The latest short interview at Philosophy Bites is with Anthony Appiah on the subject of cosmopolitanism (see also here). It's 15 minutes on a range of interesting topics, starting with a statement from Appiah on why it is important, morally, that as humans we share a common biology, and ending with the distinction he defends between the basic obligations we have to all human beings everywhere and our freedom, indeed entitlement, to care more about some people than others.
In this post I want to discuss a question Appiah touches on in the middle of the interview (start eight and a half minutes in): it concerns the extent of our obligations to distant others who need our help, people suffering, people in desperate straits. He rejects any maximizing moral approach to this issue. If you ask too much of those who are able to help, he says, it just won't work. They won't feel they can do that much. We should set our expectations at a level at which they are more likely to respond and do something effective; and that level is given by some notion of the basic needs that must be met in order for anyone to lead a decent life, rather than by the aspiration of securing the best possible thing for everyone.
I agree with the argument that morally too much should not be asked or expected of people. This is not only because asking too much won't work, though it won't. Sometimes a moral appeal has to be made even when you think it won't work. It can be that the moral appeal is all you have, the only hope, and doing or saying nothing at all would be a shameful response to a situation of urgency before you. Nonetheless, in terms of the general expectations we have of one another, to demand too much of people is to ask them to give up their own lives: not necessarily in the sense of being willing to die for others - though that risk may on occasion be what is needed in coming to the aid of others - but in the sense of being willing to sacrifice their personal aims, their concerns, their loves, their resources, their time. This is not a reasonable moral demand to make. Each person is entitled to some space for his or her own life; and, given the extent of the world's injustices and of human suffering, exorbitant moral demands, upon those who are in a position to do something for others in grave need or peril, are easy to put together. But each person can only do so much while continuing to lead a life that is meaningfully their own.

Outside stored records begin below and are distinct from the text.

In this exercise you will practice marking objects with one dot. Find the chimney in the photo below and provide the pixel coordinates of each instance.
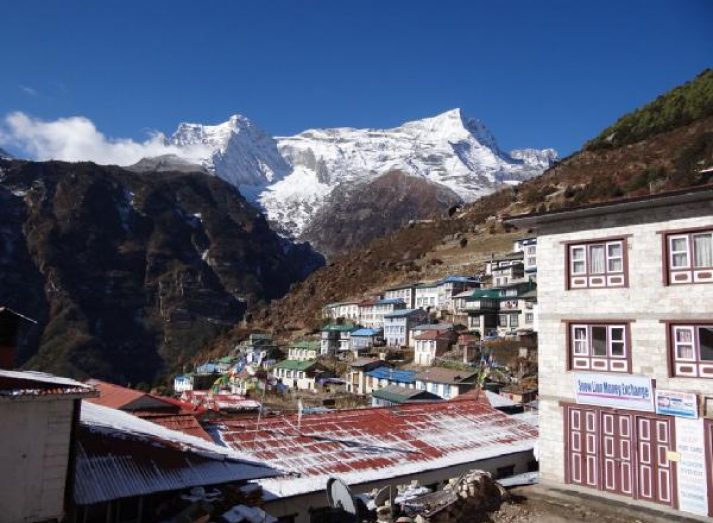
(9, 328)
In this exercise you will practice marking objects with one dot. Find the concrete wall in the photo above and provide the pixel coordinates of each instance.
(34, 455)
(301, 505)
(646, 303)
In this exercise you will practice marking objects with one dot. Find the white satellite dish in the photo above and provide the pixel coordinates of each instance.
(340, 497)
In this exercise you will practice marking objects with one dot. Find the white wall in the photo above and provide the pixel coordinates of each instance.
(646, 302)
(34, 455)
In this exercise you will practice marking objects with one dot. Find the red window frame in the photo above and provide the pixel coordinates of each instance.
(600, 280)
(580, 349)
(688, 273)
(687, 367)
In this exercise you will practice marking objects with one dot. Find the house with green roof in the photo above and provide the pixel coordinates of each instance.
(304, 350)
(299, 375)
(336, 337)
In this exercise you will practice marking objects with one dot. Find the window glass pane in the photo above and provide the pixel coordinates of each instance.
(679, 252)
(596, 259)
(702, 248)
(684, 352)
(705, 343)
(684, 334)
(616, 265)
(599, 341)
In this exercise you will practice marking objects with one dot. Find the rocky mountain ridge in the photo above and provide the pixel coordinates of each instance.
(291, 177)
(129, 274)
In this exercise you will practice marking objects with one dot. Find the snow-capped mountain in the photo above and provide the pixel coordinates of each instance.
(290, 176)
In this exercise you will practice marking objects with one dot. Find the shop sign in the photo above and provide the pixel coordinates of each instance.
(692, 473)
(672, 403)
(611, 390)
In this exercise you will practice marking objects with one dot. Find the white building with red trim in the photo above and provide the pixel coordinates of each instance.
(625, 297)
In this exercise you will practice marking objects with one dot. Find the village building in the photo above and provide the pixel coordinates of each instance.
(395, 395)
(167, 412)
(357, 380)
(427, 296)
(304, 350)
(406, 293)
(506, 274)
(625, 301)
(516, 257)
(347, 310)
(446, 383)
(336, 338)
(451, 286)
(363, 340)
(417, 330)
(398, 325)
(382, 377)
(424, 442)
(432, 344)
(528, 246)
(482, 307)
(39, 414)
(300, 375)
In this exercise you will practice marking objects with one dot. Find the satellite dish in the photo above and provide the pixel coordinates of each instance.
(340, 498)
(383, 495)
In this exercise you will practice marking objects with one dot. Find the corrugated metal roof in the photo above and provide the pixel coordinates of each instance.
(362, 445)
(387, 373)
(120, 455)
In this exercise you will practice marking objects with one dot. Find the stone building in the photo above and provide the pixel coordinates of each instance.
(625, 296)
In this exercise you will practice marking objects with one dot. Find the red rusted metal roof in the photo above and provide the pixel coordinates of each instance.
(361, 445)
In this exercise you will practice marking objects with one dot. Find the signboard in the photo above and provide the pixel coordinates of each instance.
(692, 474)
(672, 403)
(612, 390)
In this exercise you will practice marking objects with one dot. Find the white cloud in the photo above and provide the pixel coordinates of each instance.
(28, 90)
(77, 139)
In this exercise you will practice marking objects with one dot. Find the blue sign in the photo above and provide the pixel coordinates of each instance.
(680, 404)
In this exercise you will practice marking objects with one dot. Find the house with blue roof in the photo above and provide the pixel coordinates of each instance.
(362, 340)
(383, 377)
(398, 325)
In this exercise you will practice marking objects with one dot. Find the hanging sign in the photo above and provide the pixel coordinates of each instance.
(612, 390)
(672, 403)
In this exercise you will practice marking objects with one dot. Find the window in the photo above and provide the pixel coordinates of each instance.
(597, 264)
(599, 347)
(689, 257)
(691, 348)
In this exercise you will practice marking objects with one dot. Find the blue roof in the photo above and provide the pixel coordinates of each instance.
(387, 373)
(386, 301)
(366, 332)
(400, 313)
(459, 279)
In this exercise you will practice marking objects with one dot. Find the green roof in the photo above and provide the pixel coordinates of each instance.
(307, 344)
(345, 327)
(484, 293)
(295, 365)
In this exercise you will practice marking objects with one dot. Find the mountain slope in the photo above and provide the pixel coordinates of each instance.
(356, 215)
(291, 177)
(676, 158)
(130, 274)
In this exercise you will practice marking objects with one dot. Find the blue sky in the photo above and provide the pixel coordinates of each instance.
(542, 74)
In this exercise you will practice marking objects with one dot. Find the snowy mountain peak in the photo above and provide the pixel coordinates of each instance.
(290, 176)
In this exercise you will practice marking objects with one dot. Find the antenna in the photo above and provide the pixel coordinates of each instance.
(341, 499)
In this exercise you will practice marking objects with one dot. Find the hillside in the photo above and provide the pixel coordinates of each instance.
(663, 161)
(354, 216)
(127, 274)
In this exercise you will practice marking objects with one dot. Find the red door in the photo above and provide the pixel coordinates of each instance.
(583, 443)
(617, 469)
(655, 475)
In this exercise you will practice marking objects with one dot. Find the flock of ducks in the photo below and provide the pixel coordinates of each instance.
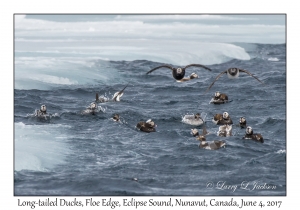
(223, 120)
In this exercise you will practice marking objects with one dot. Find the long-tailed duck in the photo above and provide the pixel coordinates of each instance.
(148, 126)
(193, 119)
(178, 73)
(243, 122)
(254, 136)
(219, 98)
(220, 119)
(225, 130)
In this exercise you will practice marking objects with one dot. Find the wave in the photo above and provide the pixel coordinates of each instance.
(273, 59)
(39, 147)
(71, 67)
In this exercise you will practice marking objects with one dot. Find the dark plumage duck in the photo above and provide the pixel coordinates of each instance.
(243, 122)
(178, 73)
(41, 112)
(222, 119)
(254, 136)
(219, 98)
(148, 126)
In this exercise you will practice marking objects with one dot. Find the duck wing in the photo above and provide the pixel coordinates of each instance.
(163, 66)
(114, 98)
(198, 65)
(247, 72)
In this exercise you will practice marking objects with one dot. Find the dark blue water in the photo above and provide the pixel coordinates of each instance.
(75, 154)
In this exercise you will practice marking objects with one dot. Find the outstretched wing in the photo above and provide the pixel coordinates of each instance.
(204, 131)
(242, 70)
(198, 65)
(216, 80)
(114, 98)
(165, 66)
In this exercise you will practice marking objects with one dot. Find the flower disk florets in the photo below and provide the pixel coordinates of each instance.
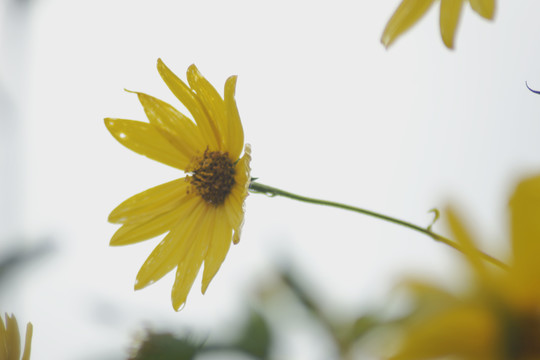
(212, 176)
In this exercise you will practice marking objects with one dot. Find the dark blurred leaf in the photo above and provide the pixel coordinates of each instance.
(14, 259)
(256, 338)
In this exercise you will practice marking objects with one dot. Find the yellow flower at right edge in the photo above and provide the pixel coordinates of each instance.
(498, 317)
(10, 340)
(410, 11)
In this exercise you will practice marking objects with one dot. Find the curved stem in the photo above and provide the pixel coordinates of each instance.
(272, 191)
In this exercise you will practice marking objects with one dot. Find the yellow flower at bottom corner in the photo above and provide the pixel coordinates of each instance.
(201, 212)
(409, 13)
(10, 340)
(497, 317)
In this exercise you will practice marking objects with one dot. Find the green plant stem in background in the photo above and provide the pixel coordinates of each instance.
(256, 187)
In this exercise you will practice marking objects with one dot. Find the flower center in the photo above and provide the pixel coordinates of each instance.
(212, 176)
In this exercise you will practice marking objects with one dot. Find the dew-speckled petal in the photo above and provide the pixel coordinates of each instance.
(143, 139)
(173, 125)
(173, 248)
(405, 16)
(132, 233)
(190, 265)
(235, 132)
(191, 102)
(211, 102)
(218, 249)
(151, 202)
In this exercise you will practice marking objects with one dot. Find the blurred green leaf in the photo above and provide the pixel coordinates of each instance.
(256, 338)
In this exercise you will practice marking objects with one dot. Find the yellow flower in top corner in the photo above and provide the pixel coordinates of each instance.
(498, 317)
(410, 11)
(10, 340)
(201, 212)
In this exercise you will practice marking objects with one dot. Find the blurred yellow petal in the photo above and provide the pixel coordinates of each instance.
(192, 103)
(525, 216)
(28, 342)
(405, 16)
(145, 140)
(449, 18)
(235, 133)
(151, 202)
(172, 249)
(173, 125)
(13, 338)
(219, 246)
(139, 231)
(484, 8)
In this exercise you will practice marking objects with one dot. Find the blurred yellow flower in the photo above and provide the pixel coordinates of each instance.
(410, 11)
(203, 211)
(498, 317)
(10, 340)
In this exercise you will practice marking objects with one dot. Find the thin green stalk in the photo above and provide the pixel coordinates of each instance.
(272, 191)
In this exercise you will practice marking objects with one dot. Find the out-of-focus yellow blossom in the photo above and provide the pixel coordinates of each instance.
(201, 212)
(410, 11)
(10, 340)
(498, 317)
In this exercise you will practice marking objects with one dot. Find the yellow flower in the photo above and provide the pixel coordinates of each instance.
(203, 211)
(498, 317)
(10, 340)
(410, 11)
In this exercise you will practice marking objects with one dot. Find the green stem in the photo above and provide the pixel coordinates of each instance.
(272, 191)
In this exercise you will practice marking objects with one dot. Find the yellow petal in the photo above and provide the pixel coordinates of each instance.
(13, 338)
(211, 102)
(151, 202)
(142, 138)
(234, 212)
(239, 193)
(219, 246)
(28, 342)
(3, 340)
(467, 244)
(235, 132)
(191, 102)
(449, 18)
(190, 265)
(173, 125)
(173, 248)
(132, 233)
(484, 8)
(405, 16)
(525, 217)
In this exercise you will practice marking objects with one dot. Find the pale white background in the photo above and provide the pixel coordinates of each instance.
(328, 111)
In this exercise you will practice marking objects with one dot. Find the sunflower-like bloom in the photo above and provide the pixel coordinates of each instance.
(410, 11)
(201, 212)
(498, 316)
(10, 340)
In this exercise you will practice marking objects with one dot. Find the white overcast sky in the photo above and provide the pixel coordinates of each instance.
(329, 113)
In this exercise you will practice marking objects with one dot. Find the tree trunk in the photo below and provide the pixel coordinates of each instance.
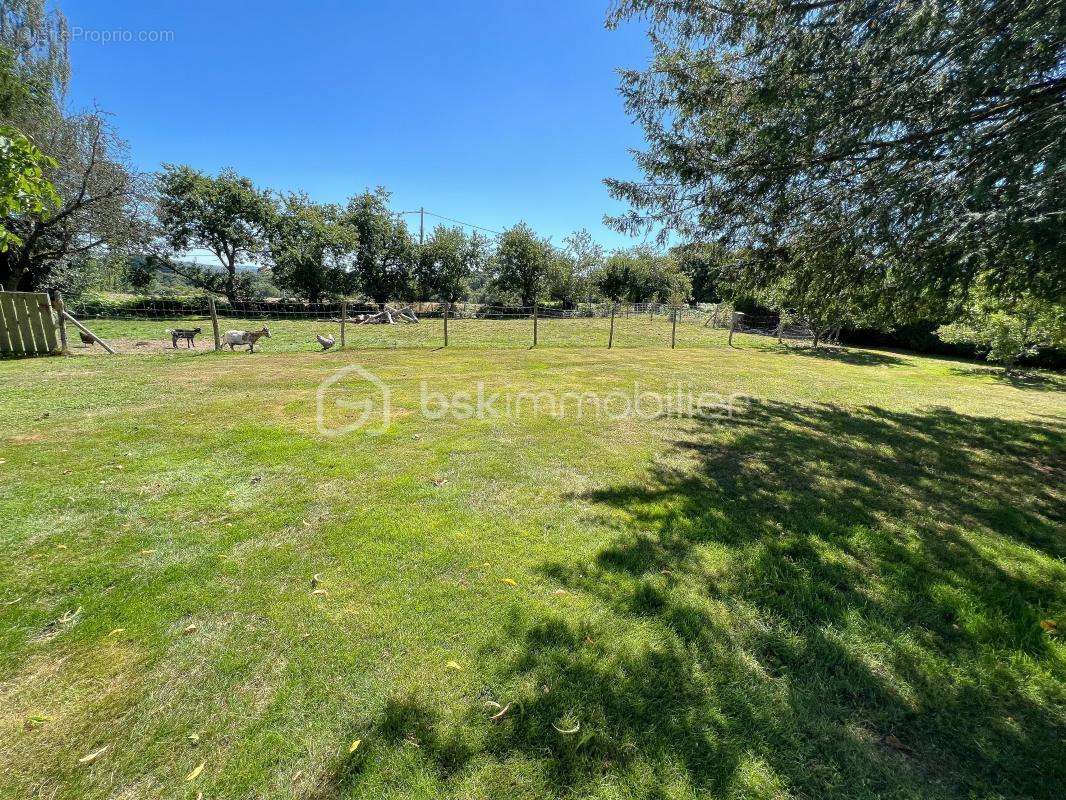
(231, 281)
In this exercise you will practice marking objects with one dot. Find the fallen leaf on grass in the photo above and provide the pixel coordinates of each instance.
(499, 715)
(94, 755)
(195, 773)
(893, 742)
(69, 616)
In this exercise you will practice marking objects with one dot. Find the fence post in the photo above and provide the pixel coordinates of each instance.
(737, 318)
(343, 321)
(214, 321)
(58, 304)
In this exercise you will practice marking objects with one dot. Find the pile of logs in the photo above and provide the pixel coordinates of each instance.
(388, 316)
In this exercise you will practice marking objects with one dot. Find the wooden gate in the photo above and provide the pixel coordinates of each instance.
(27, 324)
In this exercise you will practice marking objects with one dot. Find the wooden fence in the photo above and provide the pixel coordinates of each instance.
(28, 324)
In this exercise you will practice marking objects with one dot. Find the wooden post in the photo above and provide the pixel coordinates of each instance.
(738, 316)
(58, 305)
(85, 331)
(343, 321)
(214, 321)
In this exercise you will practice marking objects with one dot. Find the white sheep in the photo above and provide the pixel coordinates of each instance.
(245, 337)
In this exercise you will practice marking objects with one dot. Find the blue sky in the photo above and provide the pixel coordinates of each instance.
(489, 112)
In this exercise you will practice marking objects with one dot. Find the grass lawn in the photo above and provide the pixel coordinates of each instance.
(854, 587)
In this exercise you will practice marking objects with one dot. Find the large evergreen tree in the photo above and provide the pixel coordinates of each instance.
(934, 132)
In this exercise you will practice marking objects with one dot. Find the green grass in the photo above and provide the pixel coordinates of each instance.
(838, 592)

Yet how much is enough? Appiah says at one point that, in terms of the needs of others, we have certain baseline obligations and that they're quite demanding; he says, 'we should be doing more than we are'. I agree with that, too. I don't know if there's any precise way of answering the question of how much each of us owes morally to others, to humanity at large. But there are reasons for thinking that, even if you set the benchmark moral expectation, as Appiah wants it, in a non-maximizing way, many, possibly most, people will still fall short of it - as he concedes in a general way that we are falling short. The reasons why are not hard to find. The entirely legitimate concerns of nearly everyone are demanding enough - concerns about looking after themselves, about their families and others close to them, about work, children, rest, education (in the broadest sense), leisure, friends, illness - and the needs of distant strangers are, precisely, distant, while the sense of being able to make a difference is not always clearly perceived.
This provides the core rationale of what I'll call, for short, the 'socialist' idea, going on to explain what I mean by it. This idea is that morality is not enough. (In wrong-headed versions of the idea, that claim is put more strongly to say that morality is irrelevant. But the stronger claim is wrong.) Morality is not enough, it is necessary but not sufficient, because the extent of possible human need may always outstrip the uncoordinated results of individual moral effort, leaving some to live lives of unrelenting misery or hardship, others to die unrescued, or what have you. The socialist idea is that we, as a community, renounce this state of affairs, that we sign up to a code according to which people do not die unrescued or live lives of penury, so far as we can help it.
The commitment is to forms of public intervention - by the community, by states, and now, on a global scale, by the institutions of world governance - in order to ensure that each person's entitlement to a basic minimum of respect for their rights and provision for their needs is met. Whether this should take social-democratic forms that merely moderate the political economy of capitalism, or should be based on models of socialist economy conceived as supplanting capitalism altogether, is a controversy I do not go into here. But the commitment in any case involves an interventionist public ethic and not just an unrestrained capitalism and the spontaneous moral efforts of (mostly) self-interested individuals.
Most of us know the experience of being able to do more when we have bound ourselves to do it by some will-strengthening device or mechanism and being able to do more when we act in concert with others. Ensuring that everyone on this planet has what they need to lead a decent life according to their lights is an enterprise worthy of our species, a moral goal to be reinforced by a worldwide political commitment.